Answer: The real question is whether NAPEO is correct in its characterization. There are many court decisions which indicate that such "co-employer" treatment is highly suspect. See Q&A 34 of this column for a more detailed discussion.

The real question is not how NAPEO regards the PEO relationship. The real question is how the IRS and the courts regard it. At the moment, one of three arrangements apply:

  1. The client organization is the true common law employer and the PEO is a mere bookkeeping service. Case after case has found this to be the relationship. In this case, the PEO cannot sponsor a plan covering the workers because it would violate the exclusive benefit rule. However, if it wanted to provide a plan, it could cosponsor the plan with the client organization. All testing should be done at the client level.

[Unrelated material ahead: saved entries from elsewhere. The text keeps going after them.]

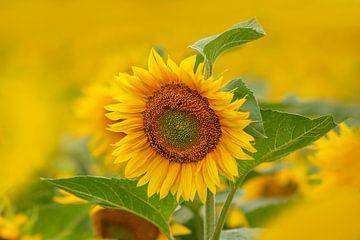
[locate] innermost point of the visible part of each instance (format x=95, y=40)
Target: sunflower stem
x=208, y=69
x=226, y=207
x=209, y=223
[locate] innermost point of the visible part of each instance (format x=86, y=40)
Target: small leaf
x=120, y=194
x=285, y=133
x=256, y=128
x=212, y=47
x=241, y=233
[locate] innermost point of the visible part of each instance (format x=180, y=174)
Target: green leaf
x=120, y=194
x=256, y=128
x=241, y=233
x=285, y=133
x=59, y=222
x=212, y=47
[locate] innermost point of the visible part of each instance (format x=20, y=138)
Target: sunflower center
x=180, y=124
x=179, y=129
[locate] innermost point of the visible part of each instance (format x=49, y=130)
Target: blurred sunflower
x=337, y=158
x=91, y=113
x=123, y=225
x=10, y=229
x=329, y=215
x=284, y=183
x=182, y=131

  2. The PEO is the true common law employer. In that case, the PEO can cover the workers under a plan, without needing a cosponsorship arrangement. Regardless of whether the PEO covers them, the workers could be leased employees of the client organization (likely would be if they satisfied the substantially full-time standard) and could be covered under a plan set up by the client organization as well.

  3. The PEO and its customer are both the employer (as NAPEO so devoutly desires, and as the Microsoft case intimated might be the case in some circumstances). In that case, the worker has two employers for the same task, and either or both may cover the worker under a plan they sponsor.
These issues are discussed in more detail, complete with charts outlining the consequences to each organization, in Chapter 4 of my book, Who's the Employer?.


Important notice:

Answers are provided as general guidance on the subjects covered in the question and are not provided as legal advice to the questioner or to readers. Any legal issues should be reviewed by your legal counsel to apply the law to the particular facts of this and similar situations.

The law in this area changes frequently. Answers are believed to be correct as of the posting dates shown. The completeness or accuracy of a particular answer may be affected by changes in the law (statutes, regulations, rulings, court decisions, etc.) that occur after the date on which a particular Q&A is posted.